2005 yılında Etiyopya Çölü’nde meydana gelen ve 56 kilometre uzunluğa ulaşan dev yarık, kıtanın ayrılmasının ilk somut belirtisi olarak kabul ediliyor. Her yıl yaklaşık 2 santimetre genişleyen bu çatlak, Afrika’nın bölünmesinin kaçınılmaz bir süreç olduğunu gözler önüne seriyor.
Kaliforniya Üniversitesi Santa Barbara kampüsünde gerçekleştirilen önceki araştırmalar, kıtanın beklenenden daha erken bir tarihte ayrılabileceğine dair ipuçları sunmuştu. Bu öngörüyü destekleyen yeni bir çalışma ise Glasgow Üniversitesi ve İskoç Üniversiteleri Çevre Araştırma Merkezi (SUERC) tarafından yürütüldü.
DEV SICAK KAYA SÜPER BULUTU AFRİKA’YI OLMASI GEREKENDEN YÜKSEKSTE TUTUYOR
Projeyi yöneten Profesör Fin Stuart, yer kabuğunun yaklaşık 2.900 kilometre altında bulunan dev bir sıcak kaya kütlesinin, Afrika levhalarını birbirinden ayırdığını ve kıtanın yüzeyinin normalden yüzlerce metre daha yüksek olmasına neden olduğunu belirtiyor.

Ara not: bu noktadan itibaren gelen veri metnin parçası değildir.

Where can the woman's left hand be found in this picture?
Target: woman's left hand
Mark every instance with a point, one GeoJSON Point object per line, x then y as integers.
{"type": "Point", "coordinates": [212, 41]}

TEORİYİ KANITLAYAN GAZLA KEŞFEDİLDİ
Araştırmada, Kenya’nın Meengai bölgesindeki jeotermal sahada tespit edilen volkanik gazların kimyasal yapısı, bu hareketin kaynağının Dünya’nın çekirdek-manto sınırında yer aldığını ortaya koydu. Benzer kimyasal izlere Kızıldeniz ve Malavi bölgesindeki volkanik kayaçlarda da rastlandığı görüldü. Bu bulgular, söz konusu alanların aynı derin manto kayasının üzerinde bulunduğunu gösteriyor.
Bilim insanlarına göre, bu jeolojik süreç yavaş ilerlese de etkileri kıtanın şekli, çevresi ve iklimi üzerinde köklü değişikliklere yol açacak. Yeni bir okyanusun ortaya çıkması, binlerce yıl sonra Afrika’yı ikiye bölerek dünya haritasını baştan şekillendirebilir.